El acto más contracultural en nuestra era cuantificada es elegir dejar partes de la vida sin medir. Esto requiere coraje: confiar en nuestra experiencia por encima de la validación externa, valorar lo que no se puede demostrar fácilmente y permitir el misterio en una época que prioriza la certeza. Atreverse a dejar algo sin medir es, hoy, un acto de resistencia.
La investigación en psicología positiva sugiere que nuestro sentido de significado proviene no de métricas de logros, sino de tres fuentes clave: pertenencia, propósito y narrativa. ¿Cómo cuantificas una conversación que cambió tu vida? ¿Qué métrica captura el momento en que encontraste tu vocación? Cada una de estas dimensiones esenciales resiste la cuantificación simple.
El enfoque más efectivo combina la medición reflexiva con la nomedición deliberada. Esto puede visualizarse como círculos concéntricos:
- El círculo interior contiene lo que elegimos dejar sin medir. Estos son los ‘espacios sagrados’ donde la presencia importa más que el rendimiento.
- L El círculo medio contiene lo que medimos cualitativamente mediante reflexión y narrativa.
- El círculo exterior contiene lo que medimos cuantitativamente con métricas específicas.

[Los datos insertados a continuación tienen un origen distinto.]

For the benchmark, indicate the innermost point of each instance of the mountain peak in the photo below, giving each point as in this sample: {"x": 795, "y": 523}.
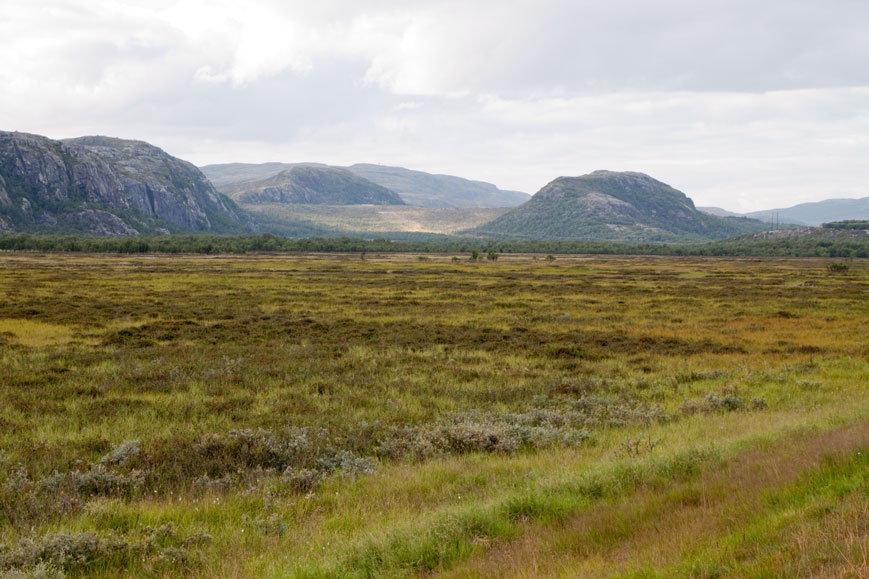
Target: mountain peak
{"x": 610, "y": 205}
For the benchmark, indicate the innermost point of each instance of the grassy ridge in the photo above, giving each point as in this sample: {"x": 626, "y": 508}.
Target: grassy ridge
{"x": 320, "y": 415}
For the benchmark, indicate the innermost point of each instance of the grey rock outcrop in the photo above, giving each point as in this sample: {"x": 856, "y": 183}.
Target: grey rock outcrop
{"x": 105, "y": 186}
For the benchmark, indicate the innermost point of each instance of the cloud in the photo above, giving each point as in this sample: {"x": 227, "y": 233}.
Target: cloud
{"x": 741, "y": 104}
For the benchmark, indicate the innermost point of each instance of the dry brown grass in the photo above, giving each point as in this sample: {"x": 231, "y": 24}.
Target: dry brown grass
{"x": 656, "y": 528}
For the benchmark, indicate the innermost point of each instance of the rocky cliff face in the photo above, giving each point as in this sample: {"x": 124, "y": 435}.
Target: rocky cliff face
{"x": 612, "y": 206}
{"x": 105, "y": 186}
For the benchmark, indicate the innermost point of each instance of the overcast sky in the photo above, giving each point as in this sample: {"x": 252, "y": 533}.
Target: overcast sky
{"x": 742, "y": 104}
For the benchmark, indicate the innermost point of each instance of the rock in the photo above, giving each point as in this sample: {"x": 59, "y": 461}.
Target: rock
{"x": 79, "y": 183}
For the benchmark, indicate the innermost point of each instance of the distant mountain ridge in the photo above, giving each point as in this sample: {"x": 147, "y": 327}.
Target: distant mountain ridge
{"x": 105, "y": 186}
{"x": 429, "y": 190}
{"x": 414, "y": 187}
{"x": 817, "y": 213}
{"x": 814, "y": 213}
{"x": 315, "y": 185}
{"x": 613, "y": 206}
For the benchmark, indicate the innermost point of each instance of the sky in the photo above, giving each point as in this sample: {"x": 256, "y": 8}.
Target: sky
{"x": 745, "y": 105}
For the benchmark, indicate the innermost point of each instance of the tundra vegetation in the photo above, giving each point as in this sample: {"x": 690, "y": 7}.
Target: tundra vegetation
{"x": 322, "y": 415}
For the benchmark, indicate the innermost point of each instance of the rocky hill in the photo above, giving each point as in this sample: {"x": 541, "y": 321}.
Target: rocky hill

El arte está en determinar qué aspectos de nuestra vida pertenecen a cada círculo. Podemos medir cuantitativamente nuestras horas de ejercicio (círculo exterior), reflexionar cualitativamente sobre cómo nos sentimos físicamente (círculo medio), pero dejar sin medir el placer de dar un paseo sin rumbo (círculo interior).

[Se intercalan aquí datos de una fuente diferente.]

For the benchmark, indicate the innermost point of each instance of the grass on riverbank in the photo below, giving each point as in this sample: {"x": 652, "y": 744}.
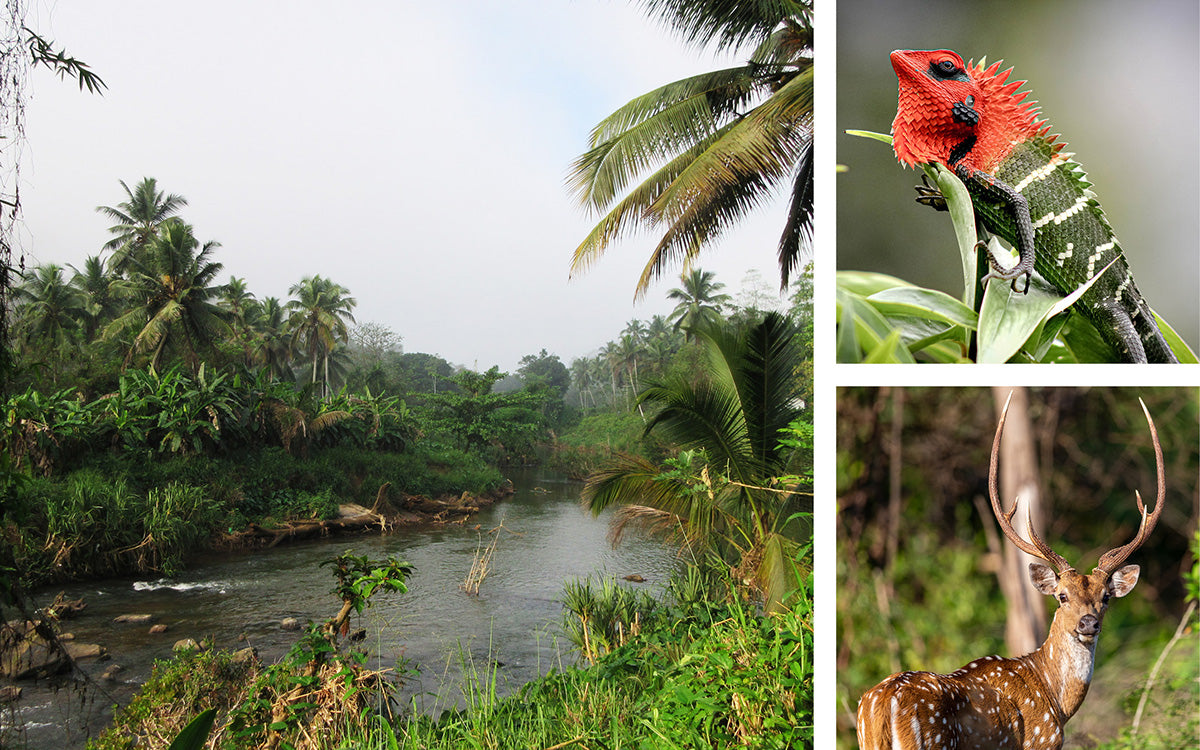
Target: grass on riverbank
{"x": 701, "y": 673}
{"x": 744, "y": 681}
{"x": 138, "y": 513}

En el ámbito profesional, esta distinción es igualmente crucial. Un director general puede medir cuantitativamente los KPI de su organización (círculo exterior), reflexionar trimestralmente sobre la cultura y el clima del equipo directivo (círculo medio), pero dejar sin medir esas conversaciones o reuniones informales improvisadas que construyen confianza –esas interacciones aparentemente improductivas que definen el liderazgo y la cohesión–, aunque jamás aparecerán en un dashboard.
Justificación cuantitativa
El desafío es que vivimos en culturas organizacionales que exigen justificación cuantitativa. Decirle a tu jefe que necesitas “tiempo para pensar” sin entregables medibles requiere valentía institucional. Pero las organizaciones más innovadoras están empezando a comprender que no todo lo que cuenta puede ser contado, y no todo lo que puede ser contado cuenta realmente. El arte está en determinar qué aspectos de la vida pertenecen a cada círculo.
La pregunta no es si debemos medir, sino qué elegimos proteger de la medición. No se trata de rechazar todas las métricas –algunas son genuinamente útiles–, sino de recuperar nuestra autoridad para decidir cuándo un número ilumina y cuándo oscurece lo que realmente importa.
Clayton Christensen nos invitó a reflexionar sobre cómo planeamos medir nuestras vidas. Hoy la pregunta urgente es la inversa: ¿qué tendremos el coraje de dejar sin medir? En esa decisión –qué cuantificar y qué resguardar del dashboard– reside nuestra última frontera de autonomía en un mundo obsesionado con las métricas.
Tal vez la verdadera sabiduría de nuestra era no sea medir más, sino elegir con cuidado lo que decidimos dejar sin medir. Porque las cosas más valiosas en la vida no siempre son las más fácilmente cuantificables, y en los espacios entre los números podemos descubrir, finalmente, nuestra verdadera esencia y nuestro ser.